Menderes ayağa kalktı. Salonda şöööyle bir dolaştı.
Her zamanki nezaketi ile biraz ileride duran Maliye Bakanı Hasan Polatkan'a seslendi:
"Hasan Bey kardeşim, bir dakika bize gelebilir misin?"
Menderes, Polatkan, Kürşad ve Bilgin dörtlüsünün onbeş-yirmi dakikayı bulan başbaşa görüşmelerinin hemen sonrasında taraflar, birbirlerine "hayırlı olsun" temennileriyle ayrıldılar.
Sonuç:
Bu görüşmede alınan karara göre; Birinci Kordon'un limana dönen köşesindeki eski Halkevi, sembolik bir fiyatla İzmir Gazeteciler Cemiyeti'ne verilmişti.

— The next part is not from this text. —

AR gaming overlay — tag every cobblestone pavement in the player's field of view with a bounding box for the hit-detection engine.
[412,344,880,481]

Ve bu sonuç aynı günün akşamı Ankara Palas salonlarında bir kokteyl parti ile kutlandı..
* * *
Ve ardından gelen üzücü, "vay anasını be.." dedirtici, utanç yüklü bir gelişme... Menderes bu gezisi sonrasında bir darbe ile görevden alınmış ve 450 milletvekili arkadaşı ile birlikte Yassıada'ya gönderilmişti.
Peşinden de müthiş bir yalan ve jurnal kampanyası da hemen işlemeye başlamıştı. Bu karakteristik "darbe senaryosu uygulamasından" İzmir Gazeteciler Cemiyeti de nasibini alacaktı.
Cemiyete bir lokal kazandıran yönetim de bu seviyesiz kampanyada devrilmiş ve yerini ihtilalcilerin yalakaları almıştı.
Bu arada genel seçimler yapılmış, Menderes'i ziyaret eden Gazeteciler Cemiyeti yöneticilerinden Nihad Kürşad da İzmir milletvekili seçilmişti. Ve "the end"...
Yeni yönetim, İzmir Gazeteciler Cemiyeti'ne bir lokal kazandırılmasının şerefine düzenlenen kokteyl partinin masraflarını ödetmek için "Düşüklere ziyafet verdiniz" gerekçesi ile Kürşad'ın milletvekili maaşına haciz koydurmuştu.
Gelelim günümüze... "Ülkeler vefa duygusunu sürdürdükleri takdirde yaşarlar ve köklenirler" derler. Öyleyse biz İzmirli gazeteciler, bu ülkenin yetiştirdiği en büyük adamlardan Aydınlı Başbakan Adnan Menderes'e bize kazandırdığı muhteşem yer için vefa duygumuzu ve minnet borcumuzu mutlaka ödemeliyiz. Bunu Basın Müzesi'nde ona müstesna bir köşe yaparak mı gerçekleştiriler, ya da bir başka etkinlikle mi, onu başkan Atilla Sertel ve yönetici arkadaşlarına bırakıyoruz.
fıkra
Bu kadar vahşet
Avrupa'da harpte milyonlarca insan öldürüldüğünü duyan yaşlı yamyam sordu:
"Bu kadar insanı nasıl yiyecekler?"
Genç olanı cevap verdi:
"Avrupalılar öldürdükleri insanların etlerini yemezler."
İhtiyar yamyam devam etti:
"Öyleyse ne yaparlar?"
Genç yamyam yanıtladı:
"Ya fırında yakarlar, ya ormana ya da toprağa gömerler."
İhtiyar yamyam noktayı koydu:
"Allah allah, bu Avrupalılar ne vahşi ve ne barbar insanlarmış. Demek maksatsız insan öldürüyorlar."